4. Ein Unternehmer kann zwar Bauleistungen für ein Gebäude, das er sowohl für Zwecke seiner besteuerten Umsätze verwendet als auch für Zwecke außerhalb seines Unternehmens nutzt, bei richtlinienkonformem Verständnis insgesamt oder teilweise oder gar nicht seinem Unternehmen zuordnen. Er muss sich dafür aber in dem Besteuerungszeitraum entscheiden, in dem die Steuer für die Bauleistungen und zeitgleich auch der Vorsteuerabzugsanspruch entstehen. Die Sofortentscheidung für den Vorsteuerabzug aus den Rechnungen über die Bauleistungen wird in der Steuererklärung erkennbar. Das alles ist aus Art. 17 der 6. EG-Richtlinie in der Auslegung durch den Europäischen Gerichtshof verdeutlichtes Umsatzsteuerrecht (vgl. BFH Urteil vom 28. November 2002 - V R 51/01, BFH/NV 2003, 515). Dies bedeutet, dass die Klägerin für die in ihren Rechnungen aus den Bauleistungen, die sie maßgeblich 2000 erhalten hat, berechnete Umsatzsteuer als Vorsteuer sofort, d.h. in 2000 hätte abziehen können. Dies ist ersichtlich nicht geschehen. Jedenfalls ist die Zuordnungsentscheidung nicht rechtzeitig erfolgt. Nicht zu entscheiden braucht der Senat, ob die Klägerin mit Abschluss des Mietvertrages im Jahre 2001 nicht wenigstens teilweise in Höhe von 20% der Gebäudeherstellungskosten die Zuordnungsentscheidung getroffen hatte. Insoweit ist das Finanzamt der Klägerin bereits entgegengekommen. Nach vorstehenden Ausführungen ist eine solche sich auf die Herstellungskosten beschränkte Zuordnungentscheidung auch nicht teilweise getroffen worden. Die Ausführungen der Klägerin im Schriftsatz vom 17. Juli 2006 führen zu keiner anderen Beurteilung. Insbesondere ergeben sich aus den Bauakten keine Anhaltspunkte dafür, dass die Klägerin eine teilweise oder vollständige Zuordnung zum Unternehmensvermögen vorgenommen hätte.

5. Gegen die vorstehende Beurteilung vermag die Klägerin sich auch nicht auf Birkenfeld ( UR 2004, 265 ff., 268) zu berufen. Auch Birkenfeld bestreitet nicht den Grundsatz der Sofortentscheidung, will ihn jedoch im Hinblick auf die EuGH - Entscheidung auf noch änderbare Steuerfestsetzungen nicht anwenden. Dem vermag der erkennende Senat nicht zu folgen. Die gegenteilige Auffassung würde dazu führen, dass die Zuordnungsentscheidung wiederum weitgehend ausgehebelt bzw. korrigiert wird. Sie lässt sich auch nicht damit rechtfertigen, dass die Finanzbehörde, die dem Steuerpflichtigen durch richtlinienwidrige Rechtsanwendung Rechte verkürzt hat, sich nach Klarstellung durch den EuGH darauf beruft, der Steuerpflichtige hätte der finanzbehördlichen Rechtspraxis nicht vertrauen dürfen, sich - möglicherweise - schadensersatzpflichtig macht.

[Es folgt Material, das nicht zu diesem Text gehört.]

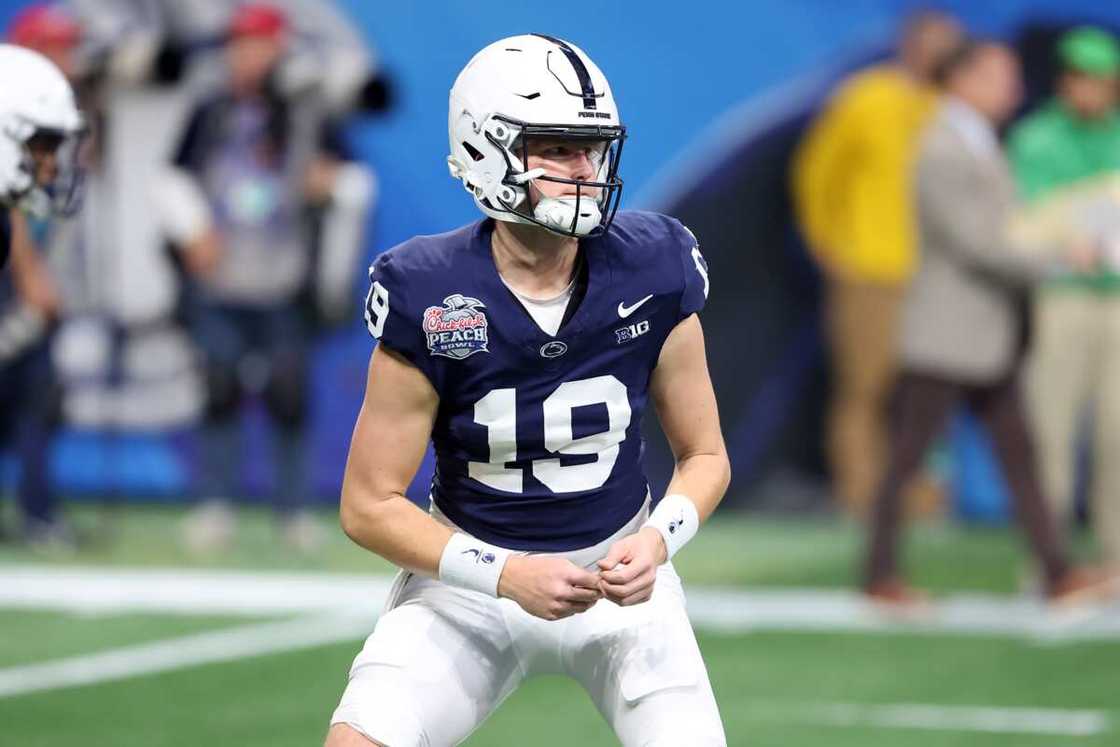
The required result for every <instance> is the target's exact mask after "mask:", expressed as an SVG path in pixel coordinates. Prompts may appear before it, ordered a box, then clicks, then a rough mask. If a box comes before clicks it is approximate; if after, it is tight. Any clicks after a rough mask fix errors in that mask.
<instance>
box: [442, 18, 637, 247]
mask: <svg viewBox="0 0 1120 747" xmlns="http://www.w3.org/2000/svg"><path fill="white" fill-rule="evenodd" d="M447 130H448V137H449V139H450V146H451V155H450V156H448V158H447V164H448V168H449V169H450V171H451V176H452V177H455V178H457V179H460V180H461V181H463V186H464V187H465V188H466V189H467V192H469V193H470V194H472V195H473V196H474V198H475V204H477V205H478V208H479V209H482V212H483V213H485V214H486V215H489V216H491V217H494V218H496V220H498V221H508V222H512V223H525V224H531V225H538V226H541V227H543V228H547V230H549V231H551V232H553V233H558V234H561V235H566V236H587V235H597V234H600V233H603V232H605V231H606V230H607V228H608V227H609V226H610V222H612V220H614V215H615V212H616V211H617V209H618V200H619V198H620V197H622V188H623V183H622V179H619V178H618V161H619V158H620V157H622V147H623V141H624V140H625V138H626V128H625V127H623V124H622V122H620V120H619V116H618V106H617V104H615V97H614V95H613V94H612V93H610V85H609V84H608V83H607V78H606V77H605V76H604V75H603V73H601V71H599V68H598V67H597V66H596V64H595V63H592V62H591V59H590V58H589V57H588V56H587V55H586V54H584V52H582V50H581V49H579V48H578V47H576V46H575V45H572V44H569V43H567V41H562V40H561V39H557V38H553V37H550V36H544V35H542V34H531V35H523V36H512V37H508V38H506V39H502V40H500V41H495V43H494V44H492V45H489V46H487V47H486V48H484V49H483V50H482V52H479V53H478V54H477V55H475V56H474V57H473V58H472V59H470V62H469V63H467V66H466V67H464V68H463V72H461V73H459V76H458V77H457V78H456V81H455V85H454V86H451V96H450V106H449V111H448V122H447ZM534 137H538V138H559V139H566V140H567V139H579V140H588V141H590V142H594V143H598V144H599V146H601V152H600V156H601V158H600V159H599V162H598V174H597V175H596V176H595V177H594V180H592V181H582V180H575V179H564V178H560V177H556V176H548V175H545V174H544V171H543V169H533V170H531V171H526V170H525V164H526V142H528V140H529V139H530V138H534ZM534 179H541V180H544V181H553V183H560V184H568V185H575V186H576V195H575V196H572V197H541V198H540V199H538V202H536V204H535V205H532V204H531V202H532V200H530V199H529V189H528V185H529V184H530V183H531V181H533V180H534ZM586 190H591V192H590V193H588V192H586Z"/></svg>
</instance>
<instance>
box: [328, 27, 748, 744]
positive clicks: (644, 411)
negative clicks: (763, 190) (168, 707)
mask: <svg viewBox="0 0 1120 747" xmlns="http://www.w3.org/2000/svg"><path fill="white" fill-rule="evenodd" d="M448 130H449V136H450V147H451V156H450V157H449V158H448V164H449V167H450V171H451V175H452V176H454V177H455V178H457V179H459V180H461V183H463V186H464V187H466V189H467V190H468V192H469V193H470V194H472V196H473V197H474V199H475V203H476V204H477V206H478V207H479V208H480V209H482V212H483V213H485V215H486V218H485V220H483V221H479V222H477V223H473V224H470V225H467V226H464V227H461V228H459V230H457V231H452V232H450V233H446V234H441V235H437V236H418V237H416V239H413V240H411V241H408V242H405V243H403V244H401V245H400V246H396V248H395V249H393V250H391V251H389V252H386V253H384V254H382V255H381V256H380V258H379V259H377V260H376V261H375V262H374V264H373V267H372V268H371V270H370V278H371V283H372V284H371V289H370V293H368V298H367V302H366V319H367V321H368V327H370V330H371V333H372V335H373V336H374V337H375V338H377V339H379V340H380V344H379V345H377V347H376V348H375V349H374V353H373V356H372V358H371V362H370V371H368V381H367V384H366V394H365V401H364V403H363V405H362V410H361V412H360V414H358V419H357V423H356V426H355V430H354V437H353V441H352V445H351V452H349V459H348V463H347V466H346V475H345V480H344V485H343V496H342V508H340V513H342V524H343V527H344V530H345V531H346V533H347V534H348V535H349V536H351V538H352V539H353V540H354V541H355V542H357V543H358V544H361V545H362V547H364V548H367V549H368V550H371V551H373V552H375V553H377V554H380V555H383V557H384V558H386V559H389V560H391V561H392V562H394V563H396V564H398V566H400V567H401V569H402V571H401V573H400V575H399V577H398V579H396V582H395V585H394V587H393V590H392V592H391V595H390V598H389V600H388V603H386V607H385V611H384V614H383V615H382V617H381V618H380V620H379V622H377V624H376V627H375V629H374V632H373V634H372V635H371V636H370V638H368V639H367V641H366V644H365V646H364V648H363V650H362V652H361V653H360V654H358V655H357V657H356V660H355V661H354V665H353V667H352V670H351V676H349V684H348V687H347V688H346V690H345V693H344V694H343V697H342V702H340V704H339V706H338V709H337V710H336V711H335V713H334V717H333V719H332V721H333V726H332V728H330V732H329V735H328V737H327V744H328V745H329V746H330V747H344V746H347V745H362V746H368V745H370V744H374V745H388V746H391V747H413V746H420V745H431V746H442V745H455V744H458V743H459V741H461V740H463V739H465V738H466V737H467V735H468V734H470V732H472V731H473V730H474V729H475V728H476V727H477V726H478V725H479V723H480V722H482V721H483V720H484V719H485V718H486V717H487V716H488V715H489V713H491V712H492V711H493V710H494V709H495V708H496V707H497V704H498V703H501V702H502V700H503V699H505V698H506V697H507V695H508V694H510V693H511V692H513V690H514V689H516V687H517V685H519V683H520V682H521V681H522V680H524V679H525V678H529V676H532V675H535V674H540V673H564V674H568V675H570V676H572V678H575V679H576V680H577V681H579V682H580V683H581V684H582V685H584V687H585V688H586V689H587V691H588V693H589V694H590V697H591V699H592V700H594V701H595V703H596V706H597V707H598V709H599V711H600V712H601V713H603V715H604V717H605V718H606V719H607V721H608V722H609V723H610V726H612V728H613V729H614V730H615V734H616V735H617V736H618V738H619V740H620V741H622V743H623V744H624V745H646V746H650V745H666V746H668V745H672V746H674V747H679V746H681V745H690V746H692V747H699V746H716V745H725V744H726V739H725V736H724V730H722V726H721V722H720V717H719V711H718V709H717V706H716V701H715V698H713V695H712V690H711V685H710V684H709V681H708V674H707V671H706V669H704V664H703V661H702V659H701V656H700V651H699V648H698V647H697V643H696V638H694V636H693V633H692V629H691V627H690V624H689V620H688V617H687V615H685V610H684V596H683V592H682V589H681V581H680V579H679V578H678V576H676V573H675V571H674V570H673V566H672V563H671V562H670V560H671V558H672V557H673V554H674V553H675V552H676V551H679V550H680V549H681V547H683V545H684V543H687V542H688V541H689V540H690V539H691V538H692V536H693V534H694V533H696V531H697V529H698V525H699V524H700V523H701V522H702V521H703V520H704V519H707V517H708V515H709V514H710V513H711V512H712V510H713V508H715V507H716V505H717V504H718V503H719V501H720V498H721V497H722V495H724V492H725V489H726V488H727V484H728V479H729V466H728V459H727V455H726V450H725V447H724V440H722V436H721V433H720V428H719V418H718V413H717V410H716V398H715V395H713V393H712V387H711V382H710V379H709V375H708V367H707V362H706V357H704V343H703V336H702V333H701V327H700V321H699V319H698V318H697V312H698V311H699V310H700V308H701V307H702V306H703V305H704V300H706V297H707V295H708V270H707V265H706V263H704V261H703V258H702V256H701V254H700V251H699V249H698V246H697V241H696V239H694V237H693V236H692V234H691V233H690V232H689V231H688V230H687V228H685V227H684V226H682V225H681V224H680V223H678V222H676V221H674V220H673V218H670V217H665V216H663V215H657V214H653V213H638V212H628V211H624V212H618V213H617V214H616V211H617V207H618V199H619V195H620V190H622V185H623V183H622V179H620V178H619V177H618V164H619V157H620V155H622V146H623V141H624V139H625V136H626V131H625V128H624V127H623V125H622V122H620V120H619V114H618V108H617V105H616V102H615V99H614V96H613V95H612V92H610V87H609V85H608V84H607V80H606V78H605V77H604V75H603V73H601V72H600V71H599V68H598V67H597V66H596V65H595V64H594V63H592V62H591V60H590V59H589V58H588V56H587V55H586V54H585V53H584V52H582V50H580V49H579V48H578V47H576V46H573V45H571V44H569V43H566V41H562V40H560V39H556V38H552V37H549V36H543V35H528V36H515V37H511V38H506V39H502V40H501V41H497V43H495V44H492V45H491V46H488V47H486V48H485V49H483V50H482V52H479V53H478V54H477V55H476V56H475V57H474V58H473V59H472V60H470V62H469V63H468V64H467V66H466V68H464V71H463V72H461V73H460V74H459V76H458V78H457V80H456V82H455V85H454V87H452V88H451V94H450V112H449V121H448ZM651 399H652V401H653V404H654V407H655V410H656V412H657V417H659V418H660V420H661V424H662V428H663V429H664V431H665V433H666V436H668V437H669V441H670V443H671V446H672V448H673V452H674V454H675V456H676V466H675V470H674V473H673V477H672V480H671V483H670V485H669V491H668V494H666V495H665V496H663V497H662V496H657V497H660V501H655V502H652V501H651V496H650V492H648V486H647V483H646V478H645V476H644V475H643V470H642V459H641V457H642V436H641V422H642V417H643V414H644V412H645V405H646V402H647V401H648V400H651ZM429 440H432V441H433V442H435V447H436V459H437V471H436V477H435V479H433V482H432V486H431V510H430V513H424V512H423V511H421V510H419V508H418V507H417V506H416V505H413V504H412V503H410V502H409V501H408V498H405V496H404V491H405V487H407V486H408V485H409V482H410V480H411V478H412V476H413V474H414V471H416V470H417V467H418V465H419V464H420V460H421V457H422V456H423V452H424V449H426V447H427V443H428V441H429ZM652 503H655V507H653V510H652V512H651V504H652Z"/></svg>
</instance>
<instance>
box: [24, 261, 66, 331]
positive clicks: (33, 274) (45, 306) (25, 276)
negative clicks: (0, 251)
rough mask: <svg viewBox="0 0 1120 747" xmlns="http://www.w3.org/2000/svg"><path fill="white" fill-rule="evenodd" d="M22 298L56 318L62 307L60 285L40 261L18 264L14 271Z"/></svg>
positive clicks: (29, 303) (48, 314)
mask: <svg viewBox="0 0 1120 747" xmlns="http://www.w3.org/2000/svg"><path fill="white" fill-rule="evenodd" d="M13 276H15V280H16V292H17V293H19V297H20V299H22V301H24V302H25V304H26V305H28V306H30V307H31V308H32V309H35V310H36V311H38V312H39V314H41V315H43V316H45V317H50V318H55V317H57V316H58V310H59V309H60V307H62V297H60V296H59V293H58V287H57V286H56V284H55V281H54V279H53V278H52V277H50V272H49V271H48V270H47V268H46V265H45V264H43V262H40V261H35V262H30V263H27V264H24V265H17V269H16V270H15V271H13Z"/></svg>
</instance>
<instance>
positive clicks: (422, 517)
mask: <svg viewBox="0 0 1120 747" xmlns="http://www.w3.org/2000/svg"><path fill="white" fill-rule="evenodd" d="M438 403H439V398H438V396H437V395H436V392H435V390H433V389H432V387H431V384H429V383H428V380H427V379H424V376H423V374H422V373H420V372H419V371H417V370H416V368H414V367H413V366H411V365H409V363H408V362H407V361H404V360H402V358H401V357H400V356H399V355H398V354H395V353H393V352H392V351H390V349H389V348H386V347H383V346H377V347H376V348H374V352H373V355H372V356H371V358H370V370H368V376H367V380H366V387H365V399H364V401H363V402H362V409H361V411H360V412H358V415H357V422H356V424H355V426H354V435H353V437H352V440H351V449H349V456H348V457H347V459H346V471H345V474H344V477H343V494H342V504H340V507H339V519H340V521H342V525H343V531H345V532H346V534H347V535H348V536H349V538H351V539H352V540H354V542H356V543H357V544H360V545H362V547H363V548H365V549H367V550H371V551H373V552H375V553H377V554H379V555H381V557H382V558H385V559H386V560H389V561H390V562H393V563H395V564H398V566H400V567H401V568H404V569H407V570H411V571H413V572H419V573H424V575H427V576H438V573H439V557H440V553H441V552H442V551H444V545H446V544H447V541H448V540H449V539H450V538H451V530H450V529H448V527H446V526H444V525H442V524H440V523H438V522H437V521H435V520H433V519H431V517H430V516H429V515H428V514H427V513H424V512H423V511H421V510H420V508H419V507H418V506H417V505H416V504H414V503H412V502H411V501H409V499H408V497H407V496H405V494H404V492H405V489H407V488H408V486H409V483H410V482H411V480H412V476H413V475H414V474H416V471H417V469H418V468H419V466H420V460H421V459H422V458H423V452H424V449H426V448H427V447H428V439H429V438H430V436H431V426H432V421H433V420H435V418H436V408H437V405H438Z"/></svg>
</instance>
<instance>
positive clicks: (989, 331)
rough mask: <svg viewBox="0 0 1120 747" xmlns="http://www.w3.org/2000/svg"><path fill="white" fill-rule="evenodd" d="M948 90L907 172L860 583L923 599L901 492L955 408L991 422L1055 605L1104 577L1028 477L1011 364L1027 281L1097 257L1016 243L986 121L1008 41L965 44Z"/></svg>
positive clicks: (945, 92) (1035, 279) (885, 602)
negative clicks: (1012, 240)
mask: <svg viewBox="0 0 1120 747" xmlns="http://www.w3.org/2000/svg"><path fill="white" fill-rule="evenodd" d="M937 81H939V83H940V84H941V85H942V86H943V88H944V91H945V94H946V97H945V101H944V103H943V105H942V109H941V111H940V113H939V114H937V116H936V118H935V120H934V121H933V123H932V124H931V125H930V128H928V130H926V132H925V133H924V136H923V140H922V143H921V147H920V152H918V161H917V172H916V198H917V213H918V245H920V252H921V260H920V265H918V270H917V273H916V276H915V277H914V280H913V282H912V284H911V288H909V291H908V293H907V297H906V300H905V302H904V309H903V320H902V333H900V339H899V351H900V357H902V375H900V377H899V382H898V386H897V391H896V393H895V395H896V398H897V399H896V410H895V421H894V422H893V424H892V455H890V461H889V465H888V468H887V474H886V477H885V479H884V482H883V484H881V486H880V489H879V494H878V496H877V499H876V503H875V506H874V513H872V521H871V534H870V542H869V547H868V557H867V569H866V572H867V576H866V578H865V590H866V591H867V594H868V595H869V596H870V597H871V598H872V599H874V600H877V601H881V603H889V604H902V605H908V604H913V603H916V601H920V600H921V598H922V595H921V594H920V592H916V591H914V590H912V589H909V588H908V587H907V586H906V585H905V582H904V581H903V580H902V576H900V573H899V570H898V566H899V563H898V560H897V545H898V535H899V524H900V521H899V520H900V515H899V514H900V507H899V504H900V503H902V497H900V492H902V487H903V485H904V484H905V483H906V480H907V479H908V478H909V477H911V476H912V475H913V474H914V473H915V470H916V469H917V468H918V467H920V466H921V464H922V458H923V456H924V454H925V451H926V449H927V448H928V447H930V445H931V442H932V441H933V440H934V439H935V438H936V436H937V435H939V433H940V432H941V431H942V429H943V427H944V424H945V422H946V421H948V419H949V417H950V414H951V413H952V411H953V410H954V408H955V407H958V405H959V404H963V405H965V407H967V408H969V409H970V410H971V411H972V412H973V413H974V414H976V415H977V417H978V418H979V419H980V420H981V421H982V422H983V424H984V426H986V427H987V429H988V431H989V433H990V436H991V438H992V443H993V446H995V450H996V454H997V456H998V458H999V463H1000V466H1001V467H1002V470H1004V475H1005V477H1006V479H1007V484H1008V487H1009V489H1010V494H1011V498H1012V501H1014V504H1015V513H1016V516H1017V519H1018V521H1019V523H1020V525H1021V526H1023V530H1024V531H1025V533H1026V535H1027V540H1028V543H1029V547H1030V550H1032V552H1033V553H1034V555H1035V559H1036V560H1037V562H1038V564H1039V567H1040V569H1042V573H1043V580H1044V592H1045V595H1046V597H1047V598H1048V599H1049V600H1052V601H1054V603H1068V601H1073V600H1076V599H1081V598H1083V597H1085V596H1088V595H1090V594H1098V592H1102V591H1103V589H1104V585H1103V583H1102V579H1101V578H1100V577H1099V576H1098V575H1096V573H1093V572H1090V571H1086V570H1082V569H1079V568H1074V567H1072V564H1071V562H1070V560H1068V557H1067V554H1066V551H1065V549H1064V548H1063V545H1062V539H1061V534H1060V533H1058V532H1057V531H1056V527H1055V522H1054V519H1053V516H1052V514H1051V511H1049V507H1048V504H1047V502H1046V501H1045V499H1044V498H1043V494H1042V489H1040V487H1039V482H1038V478H1037V475H1036V473H1035V464H1034V447H1033V443H1032V436H1030V433H1029V432H1028V429H1027V424H1026V420H1025V415H1024V409H1023V404H1021V395H1020V386H1019V372H1020V368H1021V360H1023V356H1021V354H1023V347H1024V342H1025V339H1024V337H1025V334H1024V333H1025V329H1024V324H1023V320H1024V312H1025V310H1026V299H1027V296H1026V293H1027V291H1028V290H1029V288H1030V287H1032V286H1033V284H1035V283H1036V282H1039V281H1042V280H1044V279H1046V278H1048V277H1052V276H1053V274H1055V273H1057V272H1062V271H1070V270H1080V271H1089V270H1091V269H1092V268H1093V267H1094V263H1095V261H1096V259H1095V256H1094V255H1093V254H1092V253H1091V252H1088V251H1085V250H1082V249H1073V250H1070V252H1067V253H1066V254H1064V255H1055V254H1051V253H1043V252H1034V253H1028V252H1025V251H1023V250H1019V249H1015V248H1012V245H1011V244H1010V243H1009V241H1008V239H1007V231H1006V227H1007V223H1008V218H1009V215H1010V213H1011V209H1012V207H1014V200H1015V185H1014V183H1012V180H1011V176H1010V172H1009V169H1008V165H1007V160H1006V159H1005V157H1004V153H1002V151H1001V149H1000V144H999V140H998V138H997V136H996V128H997V127H999V125H1000V124H1001V123H1002V122H1006V121H1007V120H1008V118H1010V115H1011V114H1012V112H1014V111H1015V109H1016V106H1017V105H1018V103H1019V100H1020V97H1021V82H1020V74H1019V65H1018V60H1017V58H1016V57H1015V55H1014V53H1012V52H1011V50H1010V49H1008V48H1007V47H1005V46H1002V45H1000V44H997V43H991V41H976V40H969V41H964V43H962V44H961V46H960V47H959V48H958V49H956V50H954V52H953V54H952V55H950V56H949V57H948V58H946V60H945V63H944V64H943V66H942V68H941V69H940V71H939V75H937Z"/></svg>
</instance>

Immerhin ist diese Rechtspraxis in ständiger Rechtsprechung bestätigt worden. Eine etwaige Schadensersatzpflicht ist durch die zuständigen ordentlichen Gerichte zu überprüfen. Sie kann aber nicht dazu führen, die für den Vorsteuerabzug erforderliche Zuordnungsentscheidung rückwirkend zu korrigieren.

6. Die Kostenfolge ergibt sich aus § 136 Abs. 1, Satz 3 FGO. Die Revision ist wegen grundsätzlicher Bedeutung der Frage, der Korrektur der getroffenen Zuordnungsentscheidung in noch offenen Fällen, zuzulassen (§ 115 Abs. 2 FGO).